僕は留守を守る二人に、見知らぬ者が来たら絶対にドアを開けないよう厳重に忠告し、再びマンションへと向かう支度を整えた。
「わたしも一緒についていきたいな」
「ダメだよ、雪乃。君にはベランダの排水管を登る体力はないし、外は危険すぎる。大切な君を危ない目に合わせたくないんだ」
「あのね……なんだか、すごく嫌な予感がするの。だからお願い、置いていかないで……っ」
「あと数日、準備が整うまで待ってほしい。必ず迎えに来るから」
「……わかったよ。気をつけてね」
出掛けに雪乃が駄々をこねたが、優しく宥めて何とか納得させ、僕は岡田のメルセデスへと乗り込んだ。
車を発進させてすぐに街の空気が昨日までとは決定的に異なっていることに気づいた。最大の違和感は、他に走行している車を複数台、見かけるようになったことだ。誰もが焦燥しきった顔でハンドルを握り、何処かへと暴走している。さらに、物陰からこちらの車を値踏みするような「人間の視線」が、肌にねっとりとまとわりつく。
マンションの敷地周辺にも、明らかにゾンビの数が増えていた。一刻も早く、上の階層への避難計画を進めなければならない。
排水管を伝って3階のベランダから彩香の部屋に入ると、彼女は窓辺で双眼鏡を構えたまま、非常に険しい表情を浮かべていた。
「どうしたんだい、彩香」
「井上さん……。双眼鏡で街の様子を観察していたのだけれど、かなり不穏な状況よ」
「何が起きているのか、教えてくれるかい?」
「ええ。まず、徘徊しているゾンビの密度が目に見えて上がっているわ。それから昨日の夜、市街地の何箇所かで大きな火の手が上がっていたの。……恐らく、本格的な『略奪』と暴動が始まってしまったのだわ」
「火の手って、どの辺りだ?」
「まだ白い煙が上がっているはずよ。ほら、あの方角……」
彼女が指差す先を凝視した僕は、思わず息を呑んだ。
「あそこは……コンビニじゃないか……!」
「そうなの。
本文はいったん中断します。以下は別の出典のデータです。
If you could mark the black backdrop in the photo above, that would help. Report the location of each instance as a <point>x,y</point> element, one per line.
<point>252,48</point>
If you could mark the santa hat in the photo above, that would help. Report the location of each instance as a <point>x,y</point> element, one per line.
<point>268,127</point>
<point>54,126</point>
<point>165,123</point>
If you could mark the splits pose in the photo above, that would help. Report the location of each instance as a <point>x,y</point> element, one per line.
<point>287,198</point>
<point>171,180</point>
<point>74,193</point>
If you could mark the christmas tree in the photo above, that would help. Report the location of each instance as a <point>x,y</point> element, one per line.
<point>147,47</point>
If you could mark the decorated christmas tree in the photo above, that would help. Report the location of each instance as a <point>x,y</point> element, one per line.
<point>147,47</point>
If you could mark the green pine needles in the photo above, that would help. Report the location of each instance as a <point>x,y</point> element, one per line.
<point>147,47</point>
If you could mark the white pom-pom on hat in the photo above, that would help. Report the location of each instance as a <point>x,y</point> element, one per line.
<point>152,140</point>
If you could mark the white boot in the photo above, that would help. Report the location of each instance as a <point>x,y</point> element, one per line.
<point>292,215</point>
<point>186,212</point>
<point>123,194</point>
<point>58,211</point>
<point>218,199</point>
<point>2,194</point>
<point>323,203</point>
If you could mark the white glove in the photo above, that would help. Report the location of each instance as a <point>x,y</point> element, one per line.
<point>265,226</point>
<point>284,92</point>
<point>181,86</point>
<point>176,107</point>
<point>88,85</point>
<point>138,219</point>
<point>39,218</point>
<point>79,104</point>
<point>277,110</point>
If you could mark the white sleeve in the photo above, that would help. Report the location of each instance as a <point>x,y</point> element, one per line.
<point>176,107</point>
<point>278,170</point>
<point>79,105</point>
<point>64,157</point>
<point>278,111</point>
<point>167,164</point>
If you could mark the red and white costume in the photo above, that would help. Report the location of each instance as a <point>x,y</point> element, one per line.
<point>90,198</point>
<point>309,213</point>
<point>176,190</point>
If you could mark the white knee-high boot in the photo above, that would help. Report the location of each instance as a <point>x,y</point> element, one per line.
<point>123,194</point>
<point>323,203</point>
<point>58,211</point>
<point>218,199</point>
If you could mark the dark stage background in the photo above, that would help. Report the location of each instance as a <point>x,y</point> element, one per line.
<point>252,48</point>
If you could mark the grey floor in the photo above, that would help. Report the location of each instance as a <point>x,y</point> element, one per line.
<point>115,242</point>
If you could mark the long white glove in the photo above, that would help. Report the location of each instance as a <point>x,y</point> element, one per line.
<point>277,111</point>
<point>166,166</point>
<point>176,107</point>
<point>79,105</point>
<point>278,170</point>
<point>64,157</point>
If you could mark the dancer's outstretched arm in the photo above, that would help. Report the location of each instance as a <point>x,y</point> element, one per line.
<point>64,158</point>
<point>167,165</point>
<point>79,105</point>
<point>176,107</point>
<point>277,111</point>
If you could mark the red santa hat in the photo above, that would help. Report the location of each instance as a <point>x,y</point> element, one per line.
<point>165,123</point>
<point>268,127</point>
レポートにも書いたけれど、物流が完全にストップした現状で、コンビニやスーパーは真っ先に暴徒の標的になるわ」
「このマンションが襲われるのも時間の問題だね」
「ええ。だからこそ、早急に上の階層へ立て籠もる必要がある。……それともう一つ。さっきから、下のコンビニの若い店員が、何度も不審に外に出てきているの。まだ登っては来ないけれど、このベランダの壁や排水管の構造を、執拗に観察していたわ」
佐藤くんなら、若さと体力に任せて排水管から登ってくることは容易だろう。もし彼が武器を持って侵入してくれば、彩香が極めて危険な目に晒される。何としてでも、下階からの侵入を物理的にシャットアウトできる「絶対的な安全圏」を確保しなければならない。
僕はポケットの中から、岡田の死体から奪ったキーケースを強く握りしめた。迷っている暇はない。やるしかないんだ。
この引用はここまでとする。